Investing In Your Backyard: Regional Capital

Investing In Your Backyard: Regional Capital

Raising capital for entrepreneurs in our local economy is not just an investment decision. It can also be a great way to support innovation and growth where you live.

Many of our current, and hopefully future, clients have benefited from the Seattle region’s unique business climate, and participating in the seeding of new, high-growth companies will help ensure that ecosystem of technology and innovation continues to thrive.

Of course, investing in start-ups is not for everyone. There is significant risk involved and your investment is not liquid. But having the resources to generate capital regionally is critical to the economy, and we believe cultivating those resources is important.

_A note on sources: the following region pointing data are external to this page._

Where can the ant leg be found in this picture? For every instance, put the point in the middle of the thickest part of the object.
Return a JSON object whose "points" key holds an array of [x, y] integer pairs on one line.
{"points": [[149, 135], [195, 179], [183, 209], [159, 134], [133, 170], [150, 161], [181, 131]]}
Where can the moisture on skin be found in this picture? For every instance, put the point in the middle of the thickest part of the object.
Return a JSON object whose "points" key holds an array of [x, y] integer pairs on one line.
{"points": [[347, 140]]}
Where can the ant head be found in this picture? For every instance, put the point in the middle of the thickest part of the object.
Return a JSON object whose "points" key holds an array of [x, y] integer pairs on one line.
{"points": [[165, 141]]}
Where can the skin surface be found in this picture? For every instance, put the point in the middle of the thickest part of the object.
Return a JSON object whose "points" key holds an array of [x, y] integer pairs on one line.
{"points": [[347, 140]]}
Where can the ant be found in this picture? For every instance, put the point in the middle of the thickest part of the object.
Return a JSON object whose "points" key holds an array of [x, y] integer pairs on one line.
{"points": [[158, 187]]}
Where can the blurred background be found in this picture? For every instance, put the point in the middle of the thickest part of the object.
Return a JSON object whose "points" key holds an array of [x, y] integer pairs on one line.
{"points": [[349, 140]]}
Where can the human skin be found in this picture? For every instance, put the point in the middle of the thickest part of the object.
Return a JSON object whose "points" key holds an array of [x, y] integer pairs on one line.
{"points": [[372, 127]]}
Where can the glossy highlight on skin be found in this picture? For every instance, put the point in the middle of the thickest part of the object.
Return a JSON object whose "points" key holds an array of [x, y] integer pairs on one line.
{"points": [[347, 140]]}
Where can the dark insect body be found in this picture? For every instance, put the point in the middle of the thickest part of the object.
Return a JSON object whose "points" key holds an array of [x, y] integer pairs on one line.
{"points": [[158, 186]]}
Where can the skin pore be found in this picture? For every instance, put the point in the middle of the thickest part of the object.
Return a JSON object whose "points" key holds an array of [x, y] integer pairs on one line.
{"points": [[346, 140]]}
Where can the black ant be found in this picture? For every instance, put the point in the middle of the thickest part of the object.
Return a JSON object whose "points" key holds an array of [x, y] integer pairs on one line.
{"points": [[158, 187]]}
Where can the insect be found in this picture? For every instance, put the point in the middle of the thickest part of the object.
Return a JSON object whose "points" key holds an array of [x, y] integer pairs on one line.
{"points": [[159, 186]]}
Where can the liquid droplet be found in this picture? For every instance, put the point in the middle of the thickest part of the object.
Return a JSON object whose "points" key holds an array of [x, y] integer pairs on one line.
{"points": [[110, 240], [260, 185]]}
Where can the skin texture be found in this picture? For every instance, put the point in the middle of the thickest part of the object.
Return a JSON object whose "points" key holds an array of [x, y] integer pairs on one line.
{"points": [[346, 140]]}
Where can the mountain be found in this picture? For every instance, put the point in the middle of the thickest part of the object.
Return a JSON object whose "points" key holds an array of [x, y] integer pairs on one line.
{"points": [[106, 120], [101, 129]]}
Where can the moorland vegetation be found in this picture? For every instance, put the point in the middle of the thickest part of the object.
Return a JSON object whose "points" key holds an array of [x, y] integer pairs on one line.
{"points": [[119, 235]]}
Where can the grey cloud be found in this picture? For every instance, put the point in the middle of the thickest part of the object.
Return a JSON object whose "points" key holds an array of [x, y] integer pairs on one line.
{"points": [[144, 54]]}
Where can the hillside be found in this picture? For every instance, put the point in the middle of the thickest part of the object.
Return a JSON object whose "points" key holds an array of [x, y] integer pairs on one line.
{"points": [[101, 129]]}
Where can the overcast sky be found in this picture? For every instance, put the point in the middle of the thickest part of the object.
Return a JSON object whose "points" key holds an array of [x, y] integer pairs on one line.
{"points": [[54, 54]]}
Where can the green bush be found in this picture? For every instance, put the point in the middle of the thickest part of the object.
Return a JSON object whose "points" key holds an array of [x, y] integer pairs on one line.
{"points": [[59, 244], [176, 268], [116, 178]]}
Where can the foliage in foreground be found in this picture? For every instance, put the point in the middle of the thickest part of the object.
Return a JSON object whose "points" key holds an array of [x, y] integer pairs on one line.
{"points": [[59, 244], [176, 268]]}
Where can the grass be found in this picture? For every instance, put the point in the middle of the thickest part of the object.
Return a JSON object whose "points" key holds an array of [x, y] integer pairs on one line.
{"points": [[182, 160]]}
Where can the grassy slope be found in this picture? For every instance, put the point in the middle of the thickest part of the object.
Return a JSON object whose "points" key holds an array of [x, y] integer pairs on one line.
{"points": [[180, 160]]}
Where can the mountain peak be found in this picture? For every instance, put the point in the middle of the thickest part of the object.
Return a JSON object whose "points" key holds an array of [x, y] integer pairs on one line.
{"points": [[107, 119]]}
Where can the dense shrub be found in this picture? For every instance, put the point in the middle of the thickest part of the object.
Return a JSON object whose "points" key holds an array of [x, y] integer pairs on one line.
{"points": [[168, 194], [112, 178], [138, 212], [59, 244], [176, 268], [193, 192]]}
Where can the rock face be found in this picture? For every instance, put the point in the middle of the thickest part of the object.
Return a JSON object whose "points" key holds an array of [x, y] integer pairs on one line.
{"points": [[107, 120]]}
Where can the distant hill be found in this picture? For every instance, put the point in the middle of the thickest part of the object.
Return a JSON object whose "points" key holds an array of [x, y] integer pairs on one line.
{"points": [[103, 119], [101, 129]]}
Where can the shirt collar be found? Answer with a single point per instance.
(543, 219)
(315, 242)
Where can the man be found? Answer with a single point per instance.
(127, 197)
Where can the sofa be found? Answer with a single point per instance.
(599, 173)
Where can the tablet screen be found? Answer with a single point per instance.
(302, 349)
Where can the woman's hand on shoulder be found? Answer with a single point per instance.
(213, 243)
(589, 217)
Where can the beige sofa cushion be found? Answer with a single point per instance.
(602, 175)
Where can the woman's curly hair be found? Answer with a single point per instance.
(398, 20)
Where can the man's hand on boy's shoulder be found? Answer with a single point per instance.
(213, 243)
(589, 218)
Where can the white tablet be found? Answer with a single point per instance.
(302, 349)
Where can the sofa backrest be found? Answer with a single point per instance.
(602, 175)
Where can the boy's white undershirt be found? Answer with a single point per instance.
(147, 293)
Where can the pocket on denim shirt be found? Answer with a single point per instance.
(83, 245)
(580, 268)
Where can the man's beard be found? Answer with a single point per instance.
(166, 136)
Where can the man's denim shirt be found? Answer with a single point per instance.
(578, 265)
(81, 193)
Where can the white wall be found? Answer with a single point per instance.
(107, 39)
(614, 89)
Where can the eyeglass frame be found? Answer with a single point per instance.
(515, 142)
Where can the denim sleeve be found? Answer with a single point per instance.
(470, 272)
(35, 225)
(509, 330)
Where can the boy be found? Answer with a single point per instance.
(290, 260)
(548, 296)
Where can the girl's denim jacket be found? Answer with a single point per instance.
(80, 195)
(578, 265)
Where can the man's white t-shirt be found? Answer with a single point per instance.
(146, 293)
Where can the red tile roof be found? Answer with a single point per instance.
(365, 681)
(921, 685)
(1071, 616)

Chris DeVore (picture above) is a director at Techstars Seattle, and a partner at seed-stage investment fund, Founders’ Co-op. Founders’ has provided seed investments for a number of local companies and recently put together its third, “first-dollar” funding round of $20 million for local, high-growth tech companies.

In the latest post on his Crash/Dev blog, DeVore explains the problem of capital flow, when it comes to funding smaller, regional startups.  While there is more good capital out there than good investments, most of that capital is held by large institutional investors, and doled out in large increments to large, mature companies, he explained. For various reasons, large funders are not well equipped to allocate smaller blocks of capital to young, high-growth companies. That’s where regional capital comes in.

Devore spells out four ways to encourage the flow of regional capital:

  – Support and invest in funds that raise money for local, early-stage companies.

  – Support the creation of new intermediaries for seed funding.

  – Share information and best practices.

  – Spread stories of success.


Unblocking capital for local markets is something Highland supports. Founders’ and funds like it can be unique investment vehicles for high net worth individuals willing to accept the risks involved with being a ground floor investor.

The Seattle area has a world class track record as an incubator of some of the most innovative and profitable companies (i.e. the next Amazon, Starbucks or Blue Nile) and we think supporting that ecosystem in any way helps make your community a better place. If this is the place you intend to stay and the place you expect your children and grandchildren to grow up in, it only makes sense to personally invest in its growth and prosperity.